The conclusion of Operation Weeting, announced on Friday, left the way open for part two of the Leveson Inquiry to finally commence.
But The Times reports government sources saying that it has been quietly shelved.
- June 22, 2017
- June 20, 2017
- June 9, 2017
The first inquiry examined the culture, practices and ethics of the British press and published a 2,000-page report in November 2012.
The second part, looking at specific claims about phone-hacking at the News of the World and what went wrong with the original police investigation, was delayed pending the conclusion of criminal prosecutions.
But now these are over it looks like the second part of the inquiry will no longer go ahead.
The Times reported today that "the government had no appetite to launch formally the second part, given the costs involved, and a consensus that this ground had been covered during the criminal trials". There was also a report in the Daily Mail two days ago.
Joint executive director of campaign group Hacked Off Evan Harris said: “The Prime Minister committed to Leveson part two going ahead in the House of Commons, and personally promised it would go ahead to victims of press abuse in a private meeting. Any decision to renege on the Prime Minister’s commitment over this would not be tolerated by the victims of press abuse or the public, who were both promised that the full truth would emerge.

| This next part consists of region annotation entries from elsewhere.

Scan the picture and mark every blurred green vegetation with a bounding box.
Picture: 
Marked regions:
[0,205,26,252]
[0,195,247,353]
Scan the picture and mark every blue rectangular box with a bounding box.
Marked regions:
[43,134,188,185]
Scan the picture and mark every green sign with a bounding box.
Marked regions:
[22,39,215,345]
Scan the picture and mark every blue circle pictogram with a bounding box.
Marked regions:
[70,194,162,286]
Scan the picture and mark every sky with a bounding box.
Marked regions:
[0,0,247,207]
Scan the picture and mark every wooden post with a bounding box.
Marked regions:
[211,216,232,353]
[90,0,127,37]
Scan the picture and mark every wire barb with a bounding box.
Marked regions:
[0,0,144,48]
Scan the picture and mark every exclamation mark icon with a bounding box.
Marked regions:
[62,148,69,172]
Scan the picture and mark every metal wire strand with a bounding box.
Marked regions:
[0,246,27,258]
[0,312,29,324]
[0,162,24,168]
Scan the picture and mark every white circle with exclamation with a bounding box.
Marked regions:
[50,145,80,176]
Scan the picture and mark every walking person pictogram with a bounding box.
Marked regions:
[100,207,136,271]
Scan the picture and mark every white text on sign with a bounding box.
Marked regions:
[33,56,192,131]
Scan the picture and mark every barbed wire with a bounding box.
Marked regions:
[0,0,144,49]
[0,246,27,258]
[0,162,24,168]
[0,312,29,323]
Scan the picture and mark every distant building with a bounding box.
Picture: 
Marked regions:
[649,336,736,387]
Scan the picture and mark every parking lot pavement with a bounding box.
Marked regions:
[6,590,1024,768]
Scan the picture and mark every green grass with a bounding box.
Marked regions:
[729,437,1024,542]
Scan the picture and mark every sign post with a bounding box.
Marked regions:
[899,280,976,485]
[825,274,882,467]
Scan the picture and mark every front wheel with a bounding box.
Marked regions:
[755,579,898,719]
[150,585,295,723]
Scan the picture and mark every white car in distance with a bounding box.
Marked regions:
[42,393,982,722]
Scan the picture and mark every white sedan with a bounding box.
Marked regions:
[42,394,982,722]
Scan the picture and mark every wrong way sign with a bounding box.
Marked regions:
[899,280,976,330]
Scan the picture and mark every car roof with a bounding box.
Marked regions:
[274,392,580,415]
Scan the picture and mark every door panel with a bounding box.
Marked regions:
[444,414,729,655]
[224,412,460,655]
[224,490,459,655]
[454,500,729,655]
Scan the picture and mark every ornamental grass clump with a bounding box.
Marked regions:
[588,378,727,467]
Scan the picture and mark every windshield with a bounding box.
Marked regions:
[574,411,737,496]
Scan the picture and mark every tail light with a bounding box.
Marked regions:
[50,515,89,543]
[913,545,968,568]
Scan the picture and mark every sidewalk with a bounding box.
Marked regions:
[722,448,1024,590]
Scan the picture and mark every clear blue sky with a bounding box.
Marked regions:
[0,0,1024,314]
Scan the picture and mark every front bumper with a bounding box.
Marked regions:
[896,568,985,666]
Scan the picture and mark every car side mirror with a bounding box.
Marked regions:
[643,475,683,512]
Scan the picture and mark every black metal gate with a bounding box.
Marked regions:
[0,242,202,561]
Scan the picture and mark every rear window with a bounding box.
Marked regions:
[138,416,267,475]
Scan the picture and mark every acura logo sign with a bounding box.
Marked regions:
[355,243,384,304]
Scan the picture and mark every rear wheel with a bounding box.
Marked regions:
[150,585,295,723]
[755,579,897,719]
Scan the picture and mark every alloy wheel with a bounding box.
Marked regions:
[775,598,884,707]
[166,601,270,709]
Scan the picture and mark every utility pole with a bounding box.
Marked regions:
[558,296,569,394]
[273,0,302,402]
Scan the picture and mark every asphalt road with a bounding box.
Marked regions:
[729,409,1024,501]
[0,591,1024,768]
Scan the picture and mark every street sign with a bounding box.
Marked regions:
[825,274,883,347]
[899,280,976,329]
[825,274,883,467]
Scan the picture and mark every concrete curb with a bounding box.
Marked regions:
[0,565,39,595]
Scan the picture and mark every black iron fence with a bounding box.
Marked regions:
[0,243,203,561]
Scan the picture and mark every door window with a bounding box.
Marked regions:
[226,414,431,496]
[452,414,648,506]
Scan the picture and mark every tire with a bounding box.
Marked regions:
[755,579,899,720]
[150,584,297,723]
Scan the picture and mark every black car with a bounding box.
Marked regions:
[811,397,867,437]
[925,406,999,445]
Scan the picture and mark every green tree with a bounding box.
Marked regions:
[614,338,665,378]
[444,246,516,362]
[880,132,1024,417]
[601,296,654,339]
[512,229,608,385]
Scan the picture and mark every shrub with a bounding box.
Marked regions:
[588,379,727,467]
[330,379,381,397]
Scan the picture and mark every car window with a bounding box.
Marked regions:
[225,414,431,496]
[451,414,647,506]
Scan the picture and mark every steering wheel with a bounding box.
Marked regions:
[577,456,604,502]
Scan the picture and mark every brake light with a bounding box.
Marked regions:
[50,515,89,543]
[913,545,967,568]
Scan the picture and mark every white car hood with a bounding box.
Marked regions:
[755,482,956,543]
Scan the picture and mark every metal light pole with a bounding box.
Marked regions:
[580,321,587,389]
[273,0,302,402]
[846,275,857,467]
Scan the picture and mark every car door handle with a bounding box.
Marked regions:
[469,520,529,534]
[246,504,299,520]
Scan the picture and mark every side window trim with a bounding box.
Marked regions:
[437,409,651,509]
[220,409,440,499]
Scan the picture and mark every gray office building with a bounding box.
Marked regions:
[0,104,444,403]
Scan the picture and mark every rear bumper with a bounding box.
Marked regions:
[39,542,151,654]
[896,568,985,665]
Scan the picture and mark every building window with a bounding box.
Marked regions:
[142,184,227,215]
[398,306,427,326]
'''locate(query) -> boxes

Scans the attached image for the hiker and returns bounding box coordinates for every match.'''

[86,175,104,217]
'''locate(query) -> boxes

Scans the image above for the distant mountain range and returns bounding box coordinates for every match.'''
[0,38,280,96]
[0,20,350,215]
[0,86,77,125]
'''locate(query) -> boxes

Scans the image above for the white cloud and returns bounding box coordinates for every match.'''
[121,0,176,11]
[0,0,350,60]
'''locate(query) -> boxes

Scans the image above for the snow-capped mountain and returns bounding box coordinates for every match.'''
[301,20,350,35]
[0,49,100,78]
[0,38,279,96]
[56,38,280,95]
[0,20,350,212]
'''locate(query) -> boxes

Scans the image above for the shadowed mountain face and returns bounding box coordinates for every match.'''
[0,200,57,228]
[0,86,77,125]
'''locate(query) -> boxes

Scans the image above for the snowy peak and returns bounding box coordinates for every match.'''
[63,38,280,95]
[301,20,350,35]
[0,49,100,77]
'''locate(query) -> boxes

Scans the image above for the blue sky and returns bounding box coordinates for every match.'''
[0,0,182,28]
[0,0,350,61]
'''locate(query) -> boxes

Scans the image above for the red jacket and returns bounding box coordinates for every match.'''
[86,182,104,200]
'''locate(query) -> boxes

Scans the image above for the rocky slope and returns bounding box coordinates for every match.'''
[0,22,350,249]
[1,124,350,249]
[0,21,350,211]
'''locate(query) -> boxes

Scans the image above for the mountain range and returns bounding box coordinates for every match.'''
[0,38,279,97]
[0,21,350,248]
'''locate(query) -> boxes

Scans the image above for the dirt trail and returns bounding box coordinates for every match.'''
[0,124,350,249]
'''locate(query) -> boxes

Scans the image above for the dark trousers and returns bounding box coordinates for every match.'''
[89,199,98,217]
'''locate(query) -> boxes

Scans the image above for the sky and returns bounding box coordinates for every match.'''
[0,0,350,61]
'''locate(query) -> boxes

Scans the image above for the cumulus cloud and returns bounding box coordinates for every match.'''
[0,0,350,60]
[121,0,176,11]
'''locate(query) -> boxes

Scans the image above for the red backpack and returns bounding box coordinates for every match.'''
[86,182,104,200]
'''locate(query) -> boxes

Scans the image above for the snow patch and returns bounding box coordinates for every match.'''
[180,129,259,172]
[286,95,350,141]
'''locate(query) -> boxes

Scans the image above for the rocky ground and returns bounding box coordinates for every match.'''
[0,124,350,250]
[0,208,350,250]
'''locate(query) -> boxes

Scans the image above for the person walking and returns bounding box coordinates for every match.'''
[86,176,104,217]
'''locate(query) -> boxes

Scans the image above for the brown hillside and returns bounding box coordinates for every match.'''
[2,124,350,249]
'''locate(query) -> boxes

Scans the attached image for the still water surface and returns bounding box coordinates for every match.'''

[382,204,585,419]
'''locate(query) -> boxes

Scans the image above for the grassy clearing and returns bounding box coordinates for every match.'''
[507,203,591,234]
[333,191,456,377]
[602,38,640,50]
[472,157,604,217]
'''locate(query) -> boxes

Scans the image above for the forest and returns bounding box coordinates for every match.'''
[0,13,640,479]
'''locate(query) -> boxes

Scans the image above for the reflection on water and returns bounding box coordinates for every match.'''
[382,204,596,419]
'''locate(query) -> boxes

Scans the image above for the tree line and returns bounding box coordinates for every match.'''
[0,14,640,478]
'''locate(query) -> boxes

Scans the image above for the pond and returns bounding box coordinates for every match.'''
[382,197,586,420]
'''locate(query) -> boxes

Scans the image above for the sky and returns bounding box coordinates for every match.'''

"Part two of Leveson is to shine a light on corruption in two of our most powerful industries – the police and the press – and without it we will never know how the hacking scandal came about and how such criminality was allowed to thrive for so long. The public will not accept any excuse from the Government to properly hold these two institutions to account and commence part two of Leveson in due course, after criminal proceedings have concluded.
"If this was just the police or any other industry, the press would be rightly outraged at what appears to be a typical establishment cover-up.”
In November 2012 Press Gazette reported then head of the Commons media select committee John Whittingdale as saying that he did not believe part two of the inquiry would take place.
Speaking at the launch of the Free Speech Network, a coalition of publishers and other organisations opposed to statutory regulation, Whittingdale said: “My real regret – one of the key things I wanted Lord Justice Leveson to look into – was how it was that the News of the World newsroom appeared to allow this to go on… but also how the police sat around for four years and did nothing.
“Those are two things which Lord Justice Leveson may never examine. Part two of the inquiry, I hear, may not ever be occurring.
“Therefore, it seems very strange that actually the most important questions surrounding the hacking scandal may never be properly looked into.”